Living with one’s adult children is tough territory. Period. The two comments that were posted to our blog arguing that kids can stay home (Kids CAN live at home: it’s not a mocking matter!) take interesting, yet opposite views. We want to first talk about the view of James, who speaks as a parent and developmental psychologist and the cultural preferences of American and British families to banish their children from their homes in order to “grow up” rather than do the emotional and difficult work of both modeling and offering support through the inevitable mistakes and set backs of young adulthood while living with their adult children.

From my own experience, leaving home feeling the heels of my parents feet on my backside, I dared not ask for support in any way. I was now a “grown up”, an “adult”, who had internalized the expected self-reliance. Yet, feeling insecure and at times in need of parental support, I dared not ask for or rely upon it.

As a mother, I knew early on that I wanted a different type of relationship with my child than I had experienced with my own parents. Over time, I had to build a relationship based on honesty, compassion, and trust, which evolved into being an open and fluid relationship where support could be offered and accepted. Some adult children are raised to leave home, I wanted my child to experience me as a source of support to draw upon if and when necessary from his perspective.

What I’ve learned over the past two decades as a parent who has a close and communicative relationship is to accept that there are limits to the help that I can offer and what I am able to do. It’s hard to go through the slow process of learning to disengage, while still loving our adult children as they make their own choices and suffer the consequences of those choices without our intervention. If my child had simply left the home at age 18, I would have missed a number of difficult years of learning to recognize the need to limit my input and expectations of myself, child and our relationship.
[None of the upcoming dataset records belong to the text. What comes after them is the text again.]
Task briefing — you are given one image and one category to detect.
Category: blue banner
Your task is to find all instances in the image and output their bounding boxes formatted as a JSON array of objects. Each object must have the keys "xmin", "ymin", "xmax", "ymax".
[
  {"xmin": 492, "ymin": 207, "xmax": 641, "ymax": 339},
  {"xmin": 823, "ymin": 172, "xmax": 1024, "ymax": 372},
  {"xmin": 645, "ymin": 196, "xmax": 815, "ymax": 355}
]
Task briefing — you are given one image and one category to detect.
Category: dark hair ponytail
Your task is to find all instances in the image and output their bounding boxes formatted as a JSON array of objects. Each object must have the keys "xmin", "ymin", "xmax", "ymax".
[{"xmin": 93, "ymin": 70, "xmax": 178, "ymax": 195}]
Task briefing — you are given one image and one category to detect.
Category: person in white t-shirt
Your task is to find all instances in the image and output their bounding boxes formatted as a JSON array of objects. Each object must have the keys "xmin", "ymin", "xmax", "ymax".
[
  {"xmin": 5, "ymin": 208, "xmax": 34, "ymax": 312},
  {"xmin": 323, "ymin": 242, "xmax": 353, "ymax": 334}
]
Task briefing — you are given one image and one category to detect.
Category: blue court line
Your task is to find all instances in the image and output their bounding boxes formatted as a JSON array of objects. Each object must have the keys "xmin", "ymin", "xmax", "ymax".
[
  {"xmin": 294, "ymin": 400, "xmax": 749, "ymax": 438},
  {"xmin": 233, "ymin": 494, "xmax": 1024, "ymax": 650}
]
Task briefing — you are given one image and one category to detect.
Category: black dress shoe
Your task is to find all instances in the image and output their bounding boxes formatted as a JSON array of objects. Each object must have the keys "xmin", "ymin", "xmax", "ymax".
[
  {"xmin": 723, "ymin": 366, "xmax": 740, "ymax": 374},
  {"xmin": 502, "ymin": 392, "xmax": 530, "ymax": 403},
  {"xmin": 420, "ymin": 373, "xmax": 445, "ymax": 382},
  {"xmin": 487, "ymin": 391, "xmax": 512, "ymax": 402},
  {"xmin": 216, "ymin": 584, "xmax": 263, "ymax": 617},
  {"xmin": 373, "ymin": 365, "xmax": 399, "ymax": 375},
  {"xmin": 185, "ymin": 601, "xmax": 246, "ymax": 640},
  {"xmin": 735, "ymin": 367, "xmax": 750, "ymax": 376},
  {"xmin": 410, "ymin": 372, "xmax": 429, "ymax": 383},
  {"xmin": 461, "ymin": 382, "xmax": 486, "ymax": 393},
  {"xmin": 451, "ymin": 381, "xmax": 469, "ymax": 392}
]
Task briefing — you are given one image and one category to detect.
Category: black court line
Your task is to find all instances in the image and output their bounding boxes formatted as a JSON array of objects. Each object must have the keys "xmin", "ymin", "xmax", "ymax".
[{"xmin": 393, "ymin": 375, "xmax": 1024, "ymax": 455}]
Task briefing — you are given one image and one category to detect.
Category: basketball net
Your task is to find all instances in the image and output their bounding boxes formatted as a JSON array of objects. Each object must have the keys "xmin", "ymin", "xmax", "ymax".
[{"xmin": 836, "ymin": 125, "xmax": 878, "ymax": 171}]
I may have also missed a stage of parenting that taught me the limits of love, the complexities of supporting while letting go, and shifting into a relationship that honours the adult in both parent and child.

The position that children need to leave home to grow up simplifies what strikes Jacque and I as a lifelong learning and developmental process that at it’s initial stages benefits from parental support. The kids can learn with the support of having a safe space/ place to come back to.

Parents are forced to learn, to help and yet to pull back from the intensive commitment and work of raising young children. Both parent and child are negotiating their own autonomy as individuals within a family and the larger world as they live together. Each party is also learning the sophisticated lessons of love in difficult relationships.

The consequences of offering a safe home have yet to be revealed. We think we’ve made good choices and that we’ve secured a built in network connecting ourselves to our children and our children to us as we all grow forward. We’re imagining this family and living arrangement is healthy and helpful. Being a family is complicated and asking kids to leave when they’re 18 is an oversimplification.